In the context of Rodriguez’s studio work, that cartoon heart takes on a more sinister mood. Grossly amplified dimensions suggest hierarchy, power or threat. Repeated forms can distort meaning or allege a complete lack of substance. Rodriguez’s 2009 exhibition, Dead or Alive, You’re Coming With Me, is a great example of the artist in top form. The endless wall of goofy John McCain masks and glow-in-the-dark car crash murals became an Adult Swim-tinged schlock horror-scape that explored propaganda, consumerism and pop cultural nostalgia with all the delicacy of Dawn of the Dead. Rodriguez can take a simple cartoon character, movie theme or political icon and contort it to reveal us to ourselves. His dark places are our dark places; we join him in battling our demons of indulgence.

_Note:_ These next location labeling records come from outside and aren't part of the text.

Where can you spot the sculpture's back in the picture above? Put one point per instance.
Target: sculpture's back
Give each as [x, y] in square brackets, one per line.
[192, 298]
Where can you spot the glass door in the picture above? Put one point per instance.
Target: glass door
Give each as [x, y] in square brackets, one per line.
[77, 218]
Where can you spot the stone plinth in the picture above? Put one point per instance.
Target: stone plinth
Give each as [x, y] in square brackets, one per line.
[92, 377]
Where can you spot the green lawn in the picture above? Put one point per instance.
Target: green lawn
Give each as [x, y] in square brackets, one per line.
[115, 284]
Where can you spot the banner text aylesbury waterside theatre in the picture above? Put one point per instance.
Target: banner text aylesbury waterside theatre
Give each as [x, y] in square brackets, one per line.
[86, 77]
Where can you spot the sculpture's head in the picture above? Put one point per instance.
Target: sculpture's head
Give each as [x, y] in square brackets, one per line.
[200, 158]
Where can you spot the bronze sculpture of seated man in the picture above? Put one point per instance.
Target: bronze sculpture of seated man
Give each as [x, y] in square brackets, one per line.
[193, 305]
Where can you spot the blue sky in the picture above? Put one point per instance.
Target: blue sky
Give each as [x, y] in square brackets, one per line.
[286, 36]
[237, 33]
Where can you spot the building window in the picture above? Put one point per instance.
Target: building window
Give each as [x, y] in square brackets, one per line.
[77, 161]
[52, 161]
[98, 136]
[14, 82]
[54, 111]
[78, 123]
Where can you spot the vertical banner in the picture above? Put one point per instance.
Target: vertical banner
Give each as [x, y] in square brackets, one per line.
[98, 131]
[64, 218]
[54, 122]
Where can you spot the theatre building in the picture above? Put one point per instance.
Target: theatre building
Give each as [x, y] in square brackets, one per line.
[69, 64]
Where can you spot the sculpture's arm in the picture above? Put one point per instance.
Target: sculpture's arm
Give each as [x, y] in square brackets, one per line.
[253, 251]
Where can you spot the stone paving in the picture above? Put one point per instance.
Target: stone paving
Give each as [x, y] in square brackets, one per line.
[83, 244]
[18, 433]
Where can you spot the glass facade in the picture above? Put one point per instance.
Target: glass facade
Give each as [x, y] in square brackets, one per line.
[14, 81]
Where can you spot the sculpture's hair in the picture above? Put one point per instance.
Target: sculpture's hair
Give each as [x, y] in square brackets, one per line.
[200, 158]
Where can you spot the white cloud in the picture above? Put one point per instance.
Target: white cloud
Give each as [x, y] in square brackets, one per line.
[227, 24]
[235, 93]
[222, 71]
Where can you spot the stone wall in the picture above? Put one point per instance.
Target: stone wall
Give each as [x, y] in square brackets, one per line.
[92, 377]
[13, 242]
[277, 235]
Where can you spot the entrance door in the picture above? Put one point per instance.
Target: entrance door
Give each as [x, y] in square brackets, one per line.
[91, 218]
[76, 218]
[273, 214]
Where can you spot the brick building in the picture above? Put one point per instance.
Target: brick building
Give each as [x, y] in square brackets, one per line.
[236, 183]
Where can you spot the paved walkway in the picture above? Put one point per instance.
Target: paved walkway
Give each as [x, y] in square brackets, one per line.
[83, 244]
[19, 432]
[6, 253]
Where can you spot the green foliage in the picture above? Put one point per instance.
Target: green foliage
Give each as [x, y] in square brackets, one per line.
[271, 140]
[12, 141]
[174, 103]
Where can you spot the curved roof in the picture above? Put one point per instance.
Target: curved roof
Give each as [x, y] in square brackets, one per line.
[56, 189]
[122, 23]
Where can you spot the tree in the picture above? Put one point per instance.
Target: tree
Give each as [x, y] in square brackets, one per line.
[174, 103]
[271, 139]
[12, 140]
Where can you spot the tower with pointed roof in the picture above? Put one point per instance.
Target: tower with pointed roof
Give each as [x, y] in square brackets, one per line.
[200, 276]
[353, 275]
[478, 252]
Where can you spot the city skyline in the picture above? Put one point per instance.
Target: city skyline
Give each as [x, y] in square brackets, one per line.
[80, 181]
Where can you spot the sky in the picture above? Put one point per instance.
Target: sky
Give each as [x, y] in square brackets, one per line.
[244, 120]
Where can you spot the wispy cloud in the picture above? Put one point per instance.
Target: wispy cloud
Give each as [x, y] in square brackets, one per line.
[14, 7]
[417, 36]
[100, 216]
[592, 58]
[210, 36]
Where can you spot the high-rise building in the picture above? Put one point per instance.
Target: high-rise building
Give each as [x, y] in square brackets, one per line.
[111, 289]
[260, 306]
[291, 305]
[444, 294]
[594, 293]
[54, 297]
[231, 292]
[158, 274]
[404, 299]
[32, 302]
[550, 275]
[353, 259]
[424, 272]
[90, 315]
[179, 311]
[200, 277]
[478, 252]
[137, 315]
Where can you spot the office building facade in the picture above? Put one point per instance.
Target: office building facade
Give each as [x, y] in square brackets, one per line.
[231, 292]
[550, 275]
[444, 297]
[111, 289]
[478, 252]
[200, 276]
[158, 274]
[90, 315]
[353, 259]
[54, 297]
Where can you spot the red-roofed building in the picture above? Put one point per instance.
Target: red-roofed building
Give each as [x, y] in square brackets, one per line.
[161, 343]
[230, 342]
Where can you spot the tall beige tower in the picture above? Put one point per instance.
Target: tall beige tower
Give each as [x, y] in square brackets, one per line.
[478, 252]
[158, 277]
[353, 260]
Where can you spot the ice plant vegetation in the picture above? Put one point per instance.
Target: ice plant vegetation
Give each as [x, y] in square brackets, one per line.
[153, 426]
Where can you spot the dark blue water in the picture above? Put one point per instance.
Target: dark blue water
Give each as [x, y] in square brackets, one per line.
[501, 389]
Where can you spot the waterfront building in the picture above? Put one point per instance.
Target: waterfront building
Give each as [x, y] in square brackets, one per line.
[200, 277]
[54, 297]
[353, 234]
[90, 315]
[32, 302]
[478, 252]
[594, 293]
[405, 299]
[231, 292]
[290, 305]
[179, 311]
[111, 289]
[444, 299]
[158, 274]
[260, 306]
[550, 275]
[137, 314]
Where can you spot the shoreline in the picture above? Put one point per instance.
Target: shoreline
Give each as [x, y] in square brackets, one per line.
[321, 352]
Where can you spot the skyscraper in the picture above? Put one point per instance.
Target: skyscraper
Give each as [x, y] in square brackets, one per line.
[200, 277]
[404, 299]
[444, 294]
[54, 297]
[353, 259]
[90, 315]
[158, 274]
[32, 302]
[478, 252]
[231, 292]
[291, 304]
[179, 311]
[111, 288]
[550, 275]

Unfortunately, many of these characteristics are missing from So Sincere, Rodriguez’ latest effort for Trifecta Gallery. His formal devices are there: pop colors, oversized icons, fussy surface treatments. But there’s no coherent message.
- So Sincere
- Through April 17; Monday-Friday, 11 a.m.-5 p.m.; Saturday-Sunday, 11 a.m.-3 p.m.; free
- Artist discussion April 21, 6 p.m.
- Trifecta Gallery, 366-7001
A triptych of cheeseburgers is elevated to heroic status, featuring a central realistic burger flanked by its alter egos: the shimmering ebony “Heartattackblack” and the deconstructed duo-toned “Cheeseburger.” Fun to look at, they never quite transcend their status as simple snacks.
With five playful Ganesh muted in matte pastel tones, the artist hopes to obscure meaning through iteration. But a series of 20 or 30 would more effectively overpower the singularity of the icon. As such, the effect is more Easter parade than torqued Hindu deva.
There are sexy soul zebras and man-eating plants. The references are hip, and Rodriguez is clearly well trained in fabrication techniques, but the show never quite surpasses expert casting and pretty surfaces, settling uncomfortably close to the realm of craft or boutique design.
Hints of subtext linger, most notably in the clip art mural of a man battling a crocodile. And there’s the title So Sincere. Where is this new dark place? Is the enemy revealed to be nothing less than art itself? Rodriguez is still exposing demons, but this time he’s fighting his own.